Congressional Democrats are proposing to temporarily raise the child tax credit, now at a maximum of $2,000, to as much as $3,600 per child annually. Their plan would also make the credit fully available to the poorest families, instead of restricting it based on the parents’ tax liability.
“The Democratic plan would likely mark the most significant step in the fight against child poverty since LBJ’s Great Society,” said Daniel Hemel, a law professor at the University of Chicago, who noted that a family with two school-age children and no income would get $6,000 annually under the proposal.
The one-off benefit is intended to help relieve millions of families hurt by the fallout from the coronavirus pandemic. Some parents have lost their access to child care, pushing them out of the labor force and hindering the economic recovery. Children have gone without the classroom time needed for social and academic progress.
Biden pitched his rescue plan as an immediate response to the pandemic, but the child tax credit expansion might end up seeding the kind of lasting change that tends to bring a political fight. Some conservatives say the plan would discourage parents from working and would not reduce poverty as a result.
“They’re clearly using this COVID situation to try and permanently change the welfare state and permanently enlarge it,” said Robert Rector, a senior research fellow at the conservative Heritage Foundation.
As outlined by the House Ways and Means Committee, the expanded child tax credit would likely help about 20 million lower-income people. Families would receive up to $3,600 annually for each child under age 6 and as much as $3,000 for those up to 17. The credit would start to phase out for individual parents earning more than $75,000 and couples making $150,000. Payments of the credit would be made monthly, even to families who owe no federal income taxes — a change from current policy.

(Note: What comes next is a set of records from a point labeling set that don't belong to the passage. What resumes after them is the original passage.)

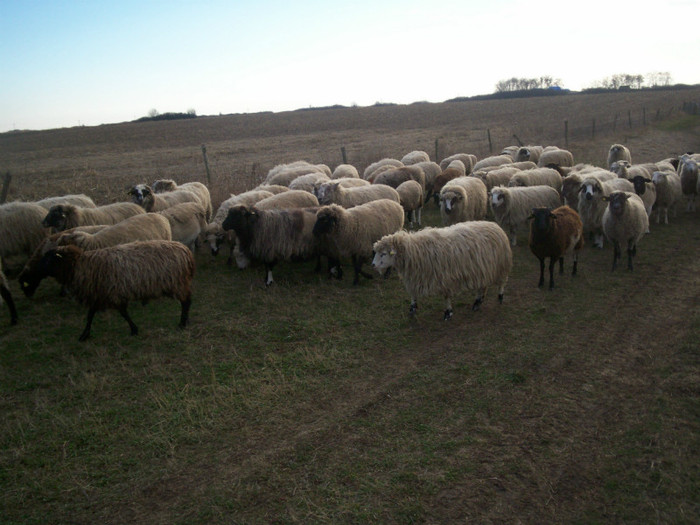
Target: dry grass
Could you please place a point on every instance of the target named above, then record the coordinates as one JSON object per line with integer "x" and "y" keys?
{"x": 318, "y": 402}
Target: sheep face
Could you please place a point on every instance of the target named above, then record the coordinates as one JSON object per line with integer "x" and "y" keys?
{"x": 140, "y": 193}
{"x": 384, "y": 259}
{"x": 56, "y": 218}
{"x": 326, "y": 222}
{"x": 590, "y": 189}
{"x": 617, "y": 202}
{"x": 450, "y": 200}
{"x": 639, "y": 183}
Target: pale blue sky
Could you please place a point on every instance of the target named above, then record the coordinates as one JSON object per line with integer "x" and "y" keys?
{"x": 66, "y": 63}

The plan has shifted some of the politics around child poverty. Republican Sen. Mitt Romney of Utah last week proposed his own plan to provide at least $3,000 per child to families, but the payments would be funded by cutting other government programs and tax credits for parents. It’s unlikely that Democrats would back Romney’s plan because it would cut other forms of aid to children, meaning it has not gained much political traction so far.
Researchers at Columbia University estimated that Biden’s entire $1.9 trillion relief plan would slash the child poverty rate to less than 7% this year.